Warnings about council cash running out failed to fully consider investments
Auditors are to take a fresh look at council finances after it emerged previous gloomy assessments failed to fully consider investment income.
Audit Scotland’s Brian Howarth said the SIC’s previous projections “overrated” expenditure – and his team would seek to a “more balance” view.
Councillors have faced repeated warnings over recent years that their use of reserves was “unsustainable” and they risked running out of cash.
The Accounts Commission issued an “urgent wake-up call” last year – criticising members for their failure to address a forecast funding gap of up to £142m.
The bleak assessments were based on the council’s own medium-term financial outlook for 2022-27, which forecast a possible “worst case scenario” deficit of £158m.
However, Mr Howarth’s latest analysis found the former forecasts were overly focussed on expenditure and did not give enough consideration to investment income.
He told today’s ( Tuesday) audit committee that finance manager Paul Fraser had already asked his team to take a fresh look at the financial projections.
Such an approach,Mr Howarth said, would consider the income from investments and harbour board and how it contributed to service delivery.
“There’s more work to be done on that and I hope we can work together with Mr Fraser to get a clearer picture than has been painted in the past,” he said.
Mr Howarth’s comments were made following questions from Shetland Central member Ian Scott, who has raised frequent doubts about the validity of previous assessments -often clashing with fellow councillors and officials in chamber debates.
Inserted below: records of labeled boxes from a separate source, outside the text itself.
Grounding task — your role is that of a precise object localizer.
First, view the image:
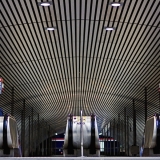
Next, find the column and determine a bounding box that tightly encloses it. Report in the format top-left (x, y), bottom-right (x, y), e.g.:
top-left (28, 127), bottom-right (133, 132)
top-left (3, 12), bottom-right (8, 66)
top-left (28, 116), bottom-right (31, 155)
top-left (133, 99), bottom-right (136, 146)
top-left (144, 87), bottom-right (147, 124)
top-left (11, 87), bottom-right (14, 116)
top-left (124, 107), bottom-right (127, 155)
top-left (127, 116), bottom-right (129, 156)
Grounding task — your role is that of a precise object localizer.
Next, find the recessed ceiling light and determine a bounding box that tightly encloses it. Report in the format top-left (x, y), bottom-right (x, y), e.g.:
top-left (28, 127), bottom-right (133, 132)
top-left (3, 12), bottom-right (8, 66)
top-left (45, 27), bottom-right (56, 31)
top-left (104, 27), bottom-right (115, 31)
top-left (110, 2), bottom-right (122, 7)
top-left (38, 2), bottom-right (52, 7)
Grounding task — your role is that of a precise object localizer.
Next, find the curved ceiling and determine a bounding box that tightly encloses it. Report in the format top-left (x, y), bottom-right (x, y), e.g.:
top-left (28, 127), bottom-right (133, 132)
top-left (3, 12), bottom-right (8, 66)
top-left (0, 0), bottom-right (160, 142)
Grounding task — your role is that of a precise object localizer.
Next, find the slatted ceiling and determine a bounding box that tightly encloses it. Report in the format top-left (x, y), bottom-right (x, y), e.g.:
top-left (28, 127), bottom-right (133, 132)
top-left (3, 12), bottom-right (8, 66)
top-left (0, 0), bottom-right (160, 152)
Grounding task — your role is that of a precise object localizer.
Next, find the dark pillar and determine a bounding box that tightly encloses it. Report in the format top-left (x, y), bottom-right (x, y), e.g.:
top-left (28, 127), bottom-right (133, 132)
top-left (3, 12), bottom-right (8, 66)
top-left (117, 114), bottom-right (120, 155)
top-left (127, 116), bottom-right (129, 156)
top-left (124, 107), bottom-right (127, 155)
top-left (11, 87), bottom-right (14, 116)
top-left (37, 114), bottom-right (40, 155)
top-left (145, 87), bottom-right (147, 124)
top-left (31, 107), bottom-right (34, 156)
top-left (106, 124), bottom-right (108, 155)
top-left (22, 99), bottom-right (26, 157)
top-left (159, 90), bottom-right (160, 113)
top-left (133, 99), bottom-right (137, 146)
top-left (28, 116), bottom-right (31, 155)
top-left (48, 125), bottom-right (51, 155)
top-left (113, 118), bottom-right (116, 156)
top-left (110, 122), bottom-right (112, 155)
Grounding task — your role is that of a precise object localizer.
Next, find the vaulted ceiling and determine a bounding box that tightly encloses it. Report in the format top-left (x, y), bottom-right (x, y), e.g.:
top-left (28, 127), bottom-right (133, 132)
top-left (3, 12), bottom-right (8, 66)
top-left (0, 0), bottom-right (160, 144)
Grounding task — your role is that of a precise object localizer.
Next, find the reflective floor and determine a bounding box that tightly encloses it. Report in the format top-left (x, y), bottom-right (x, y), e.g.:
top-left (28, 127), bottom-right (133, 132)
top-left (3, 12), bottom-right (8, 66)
top-left (0, 157), bottom-right (160, 160)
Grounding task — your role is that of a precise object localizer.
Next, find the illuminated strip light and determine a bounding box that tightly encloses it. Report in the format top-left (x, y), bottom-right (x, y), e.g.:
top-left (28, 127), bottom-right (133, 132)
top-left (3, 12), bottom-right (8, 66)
top-left (0, 77), bottom-right (4, 94)
top-left (104, 27), bottom-right (116, 31)
top-left (38, 2), bottom-right (52, 7)
top-left (45, 27), bottom-right (56, 31)
top-left (110, 2), bottom-right (123, 7)
top-left (52, 138), bottom-right (117, 142)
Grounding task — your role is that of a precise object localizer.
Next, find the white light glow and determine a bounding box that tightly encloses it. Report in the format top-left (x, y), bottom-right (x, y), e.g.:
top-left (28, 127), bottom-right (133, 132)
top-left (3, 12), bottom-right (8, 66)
top-left (46, 27), bottom-right (55, 31)
top-left (111, 2), bottom-right (121, 7)
top-left (41, 2), bottom-right (51, 7)
top-left (105, 27), bottom-right (115, 31)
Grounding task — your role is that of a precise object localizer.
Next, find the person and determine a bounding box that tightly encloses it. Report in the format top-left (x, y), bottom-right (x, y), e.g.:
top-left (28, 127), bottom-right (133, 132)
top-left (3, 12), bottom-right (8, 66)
top-left (0, 108), bottom-right (3, 116)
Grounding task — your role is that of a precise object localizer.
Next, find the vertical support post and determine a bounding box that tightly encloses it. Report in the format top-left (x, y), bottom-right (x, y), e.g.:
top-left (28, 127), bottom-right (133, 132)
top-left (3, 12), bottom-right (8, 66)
top-left (145, 87), bottom-right (147, 123)
top-left (117, 114), bottom-right (120, 155)
top-left (117, 122), bottom-right (119, 155)
top-left (110, 121), bottom-right (112, 156)
top-left (81, 110), bottom-right (83, 157)
top-left (22, 99), bottom-right (26, 156)
top-left (28, 116), bottom-right (31, 155)
top-left (113, 118), bottom-right (116, 156)
top-left (37, 113), bottom-right (40, 155)
top-left (106, 124), bottom-right (108, 155)
top-left (124, 107), bottom-right (127, 155)
top-left (31, 107), bottom-right (34, 156)
top-left (11, 87), bottom-right (14, 116)
top-left (159, 91), bottom-right (160, 113)
top-left (127, 116), bottom-right (129, 156)
top-left (21, 110), bottom-right (24, 157)
top-left (121, 120), bottom-right (124, 152)
top-left (133, 99), bottom-right (137, 146)
top-left (48, 125), bottom-right (51, 156)
top-left (159, 90), bottom-right (160, 113)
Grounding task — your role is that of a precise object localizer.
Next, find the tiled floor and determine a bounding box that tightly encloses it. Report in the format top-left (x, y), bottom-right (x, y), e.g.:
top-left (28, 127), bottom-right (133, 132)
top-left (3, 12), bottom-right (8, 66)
top-left (0, 157), bottom-right (160, 160)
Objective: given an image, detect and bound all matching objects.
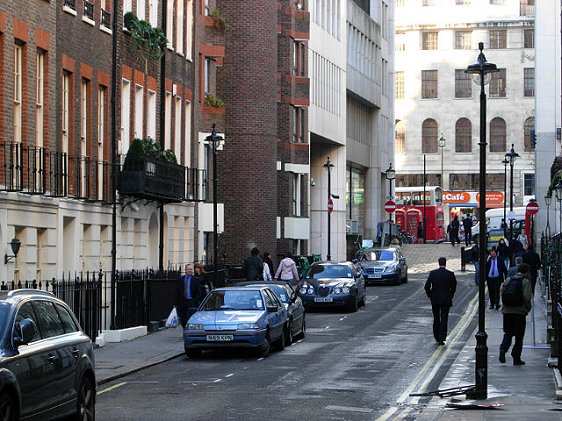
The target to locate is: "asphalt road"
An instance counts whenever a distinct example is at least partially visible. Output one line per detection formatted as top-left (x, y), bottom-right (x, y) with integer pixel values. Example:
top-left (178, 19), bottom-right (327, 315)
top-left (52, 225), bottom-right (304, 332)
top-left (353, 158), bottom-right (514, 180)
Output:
top-left (96, 273), bottom-right (477, 421)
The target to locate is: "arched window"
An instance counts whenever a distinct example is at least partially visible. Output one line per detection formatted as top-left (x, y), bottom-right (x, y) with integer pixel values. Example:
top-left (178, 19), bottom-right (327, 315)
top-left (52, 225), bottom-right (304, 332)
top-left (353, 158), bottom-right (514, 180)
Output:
top-left (490, 117), bottom-right (507, 152)
top-left (455, 117), bottom-right (472, 152)
top-left (422, 118), bottom-right (437, 153)
top-left (523, 117), bottom-right (535, 152)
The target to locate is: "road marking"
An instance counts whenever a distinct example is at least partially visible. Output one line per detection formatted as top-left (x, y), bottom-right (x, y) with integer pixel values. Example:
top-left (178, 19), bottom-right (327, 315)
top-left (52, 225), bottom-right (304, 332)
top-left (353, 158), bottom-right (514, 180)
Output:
top-left (377, 295), bottom-right (478, 421)
top-left (326, 405), bottom-right (373, 414)
top-left (96, 382), bottom-right (127, 396)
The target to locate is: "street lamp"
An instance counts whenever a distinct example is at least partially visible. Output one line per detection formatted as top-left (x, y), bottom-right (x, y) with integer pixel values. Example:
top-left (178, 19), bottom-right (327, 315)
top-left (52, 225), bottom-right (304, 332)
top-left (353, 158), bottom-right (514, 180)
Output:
top-left (206, 123), bottom-right (224, 286)
top-left (544, 192), bottom-right (552, 238)
top-left (502, 158), bottom-right (509, 238)
top-left (438, 133), bottom-right (447, 188)
top-left (465, 42), bottom-right (498, 399)
top-left (505, 143), bottom-right (519, 245)
top-left (385, 162), bottom-right (396, 223)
Mr Scott said previous auditors over the years had told members “we are running short of money” and asked Mr Howarth if that was the “complete picture”.
He said the former assessments only considered “one side of the ledger – the debit side”.
Mr Scott questioned such an approach, given that the council has only experienced one year “since the great crash of 2008” when its reserves had not increased.
He noted that in some years the reserves had increased by almost £100m.
Mr Scott suggested Mr Howarth had taken a “slightly more progressive view ” of the investments.
While less pessimistic than previous auditors, Mr Howarth did note that last year was the first in recent history when the useable reserves had decreased.
He said a decline in investment returns had played a significant role in that.
Other key findings in the audit focussed on a £10m underspend on capital projects.
Mr Howarth said a review was under way to investigate whether the council’s capital planning was “overly optimistic”
He noted a £2m underspent had largely been driven unfilled vacancies.
Like many other councils, Mr Howarth acknowledged “significant budget gaps” in the years ahead.
Committee chairman Allison Duncan said the overall report was “favourable” and welcomed the progress made on implementing last year’s recommendations.
“In this financial year the council finances are reasonably sound,” he said.
“For the next five years, the outlook doesn’t look promising, as we face unchartered waters.”
The Shetland South member noted various challenges ahead, including inflation, the possibility of a National Care Service, reduced Scottish government funding, a council tax freeze and uncertainty over funding for ferry services.
“Despite these forthcoming challenges and others this council remains financially sound and to remain sustainable we must not commit to overdraw on our reserves so that we are well placed to serve the Shetland community into the future,” he said.
“From a members’ perspective, over the same period, there are going to be difficult decisions to make which will not always be popular with the communities that we serve.”